The Aluminium Association of India (AAI), the apex body representing the top aluminium producers within India, has submitted its pre-budget representation to the Department for Promotion of Industry and Internal Trade under the Ministry of Commerce.
As per industry estimates, India’s per capita consumption of aluminium is still around 3 kg per annum, compared to the global average of 12 kg.
However, the sector is facing major challenges in attracting fresh investments, despite domestic demand for aluminium set to reach 10 MTPA by 2030.
So far, the Indian aluminium industry has invested over INR 1.5 lakh crore, or $20 Bn, to expand production capacity to 4.2 MTPA to meet the growing demand.
However, a further investment of 3 lakh crores ($40 billion) over the next 6 years will be needed to meet the expected demand of 10 MTPA, while also creating more jobs within India.
According to industry members the primary reason for the surge in imports is the low import duties on primary/downstream products and a prevalent duty difference between primary goods & scrap in aluminium.

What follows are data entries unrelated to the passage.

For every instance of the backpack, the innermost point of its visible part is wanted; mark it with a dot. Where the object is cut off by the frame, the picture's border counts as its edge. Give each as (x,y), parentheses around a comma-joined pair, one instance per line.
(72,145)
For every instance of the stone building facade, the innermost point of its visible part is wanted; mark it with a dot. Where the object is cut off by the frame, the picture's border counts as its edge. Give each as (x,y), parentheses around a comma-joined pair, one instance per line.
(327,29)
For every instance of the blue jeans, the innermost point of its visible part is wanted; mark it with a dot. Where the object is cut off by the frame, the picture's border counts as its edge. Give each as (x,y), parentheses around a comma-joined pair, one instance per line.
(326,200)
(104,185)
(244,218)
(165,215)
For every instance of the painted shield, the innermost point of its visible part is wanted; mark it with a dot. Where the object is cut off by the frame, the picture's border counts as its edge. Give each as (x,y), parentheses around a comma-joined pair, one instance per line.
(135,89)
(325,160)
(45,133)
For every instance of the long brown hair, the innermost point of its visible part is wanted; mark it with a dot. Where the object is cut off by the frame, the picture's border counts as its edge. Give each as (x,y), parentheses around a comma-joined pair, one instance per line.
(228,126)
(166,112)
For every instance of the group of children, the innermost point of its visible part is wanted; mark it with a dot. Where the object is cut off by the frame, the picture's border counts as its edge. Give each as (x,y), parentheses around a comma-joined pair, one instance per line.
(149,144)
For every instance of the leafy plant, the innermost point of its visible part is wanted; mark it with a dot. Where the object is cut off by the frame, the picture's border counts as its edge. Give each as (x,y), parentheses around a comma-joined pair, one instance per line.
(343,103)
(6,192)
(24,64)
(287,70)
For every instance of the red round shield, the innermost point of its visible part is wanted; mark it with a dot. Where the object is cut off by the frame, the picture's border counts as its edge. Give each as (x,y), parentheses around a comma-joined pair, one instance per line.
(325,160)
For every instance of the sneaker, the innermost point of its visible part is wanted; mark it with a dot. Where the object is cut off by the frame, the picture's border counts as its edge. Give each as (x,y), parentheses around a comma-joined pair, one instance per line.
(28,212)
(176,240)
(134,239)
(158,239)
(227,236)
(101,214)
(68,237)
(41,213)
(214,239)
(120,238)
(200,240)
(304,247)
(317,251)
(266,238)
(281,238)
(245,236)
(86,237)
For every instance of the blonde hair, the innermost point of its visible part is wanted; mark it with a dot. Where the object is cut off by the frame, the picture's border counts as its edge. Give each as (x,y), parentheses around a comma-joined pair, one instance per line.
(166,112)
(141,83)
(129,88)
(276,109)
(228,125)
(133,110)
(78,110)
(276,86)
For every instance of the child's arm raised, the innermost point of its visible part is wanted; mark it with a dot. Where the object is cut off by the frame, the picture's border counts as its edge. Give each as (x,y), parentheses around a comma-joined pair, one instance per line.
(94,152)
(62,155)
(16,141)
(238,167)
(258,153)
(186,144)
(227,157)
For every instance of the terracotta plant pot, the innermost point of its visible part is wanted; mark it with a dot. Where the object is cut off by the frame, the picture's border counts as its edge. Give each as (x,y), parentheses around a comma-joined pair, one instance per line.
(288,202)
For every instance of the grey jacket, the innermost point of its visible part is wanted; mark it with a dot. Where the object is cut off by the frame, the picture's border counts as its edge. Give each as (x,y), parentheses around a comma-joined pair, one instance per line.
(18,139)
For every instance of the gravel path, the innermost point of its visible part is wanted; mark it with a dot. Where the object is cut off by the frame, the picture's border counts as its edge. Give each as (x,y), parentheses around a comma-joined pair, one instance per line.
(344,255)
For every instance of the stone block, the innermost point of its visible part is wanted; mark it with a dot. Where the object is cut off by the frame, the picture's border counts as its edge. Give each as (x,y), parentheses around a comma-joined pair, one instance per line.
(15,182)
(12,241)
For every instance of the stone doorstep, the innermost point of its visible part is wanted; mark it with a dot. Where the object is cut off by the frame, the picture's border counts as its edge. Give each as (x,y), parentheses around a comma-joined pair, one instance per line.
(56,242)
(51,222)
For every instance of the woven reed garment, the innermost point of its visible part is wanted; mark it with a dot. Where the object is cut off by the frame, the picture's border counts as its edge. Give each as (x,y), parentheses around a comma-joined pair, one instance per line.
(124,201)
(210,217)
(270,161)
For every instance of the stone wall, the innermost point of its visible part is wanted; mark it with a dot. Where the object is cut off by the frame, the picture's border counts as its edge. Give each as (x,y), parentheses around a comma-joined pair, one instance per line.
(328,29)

This is unlike other key non-ferrous metals, where the duty for scrap and primary is at par. The AAI has therefore requested the Central Government to increase the import duty on primary/downstream products to 10% from the existing 7.5%.
Additionally, to control cheap imports, the duty on aluminium scrap also needs to be set at 7.5%, at par with other aluminium products. AAI further informed that the industry incurs around 17% of its cost of production in taxes, levies, and regulatory charges.